# !help with eprom system!



## NKettering (Sep 24, 2010)

I'm trying to design a system that has a system to control fuctions of multiple devices without and actual computer with the screen and all that. Now I've been told that I can use a eprom or eeprom system with a usb port to be accessed and controlled. Im looking for what electronics and how to put it all together. Thanks!


----------



## gcavan (Aug 13, 2009)

You're best bet is probably to use a Basic Stamp microcontroller. If you want to design/build your own controllers, look at the PIC microcontrollers. There are literally hundreds of project plans and ready made kits available for both of these.
At minimum, you will need to be familiar with digital electronics and should have some programming experience.


----------



## NKettering (Sep 24, 2010)

Thanks. But I need a little bit more info if available. See I'm trying to make the system control a camera and a couple more devices but also has the capability to run software. Any ideas what kind of system to make use etc?


----------



## gcavan (Aug 13, 2009)

An "EEPROM system" suggests some sort of microcontroller based autonomous unit. Please explain what you mean. 



> I'm trying to control a camera and a couple more devices and also run software.

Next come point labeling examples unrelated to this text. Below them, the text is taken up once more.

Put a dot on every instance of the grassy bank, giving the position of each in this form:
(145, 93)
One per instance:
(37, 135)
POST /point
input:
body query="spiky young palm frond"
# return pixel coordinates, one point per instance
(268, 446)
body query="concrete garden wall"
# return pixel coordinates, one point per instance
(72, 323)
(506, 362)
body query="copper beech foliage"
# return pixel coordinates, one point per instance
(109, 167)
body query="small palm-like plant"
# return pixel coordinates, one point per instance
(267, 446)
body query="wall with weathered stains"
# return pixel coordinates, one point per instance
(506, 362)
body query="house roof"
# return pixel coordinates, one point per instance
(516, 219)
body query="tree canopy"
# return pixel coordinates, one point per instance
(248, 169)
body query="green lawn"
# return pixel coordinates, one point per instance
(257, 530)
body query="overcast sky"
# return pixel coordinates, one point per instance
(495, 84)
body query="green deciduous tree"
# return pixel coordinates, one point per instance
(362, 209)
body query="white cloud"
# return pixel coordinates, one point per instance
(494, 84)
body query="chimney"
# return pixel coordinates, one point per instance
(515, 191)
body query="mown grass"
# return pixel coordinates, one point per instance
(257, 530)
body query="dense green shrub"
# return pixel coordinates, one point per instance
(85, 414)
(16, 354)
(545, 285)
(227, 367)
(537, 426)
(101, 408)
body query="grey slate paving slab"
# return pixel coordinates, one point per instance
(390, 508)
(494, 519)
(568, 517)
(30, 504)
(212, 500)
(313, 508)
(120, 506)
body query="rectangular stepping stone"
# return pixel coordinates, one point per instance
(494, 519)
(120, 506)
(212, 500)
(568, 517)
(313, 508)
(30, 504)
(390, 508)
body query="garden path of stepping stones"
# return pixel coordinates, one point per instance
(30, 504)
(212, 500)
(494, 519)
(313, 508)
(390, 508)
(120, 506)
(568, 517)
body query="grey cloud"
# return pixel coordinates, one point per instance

A Basic Stamp will do all of that. Mind you it has its own programming language (PBASIC). I've used PIC's and Basic Stamps for several years in many small (and not so small) projects. A favorite was an autonomous tracked robot which had (at one time or another) sonar and infrared detectors and wireless video feeds.If a Stamp doesn't meet your requirements, go with the multicore Propellor



> I need a little bit more info if available.


Ditto.
Do you want to design from the ground up? or are you looking for off-the-shelf equipment? Does it have to be autonomous or will it be monitored/controlled manually? What kind of camera? What you want to do with it? What other devices? What software?
Respectfully, I need answers to those, and probably other questions as well, before I'll do any research for you or suggest or any specific equipment.


----------



## NKettering (Sep 24, 2010)

Thanks. Sorry for the delayed reasponce I've been researching a lot lately. So far I've found out that my best bet would be a beagle board with the angstrom system. Yes I am trying to make it autonomous with what camera I'm not sure yet I'm trying to find the best one to use. So far I need the camera to be high mega pixel with range finder with "firewire" capabilities used for openCV.


----------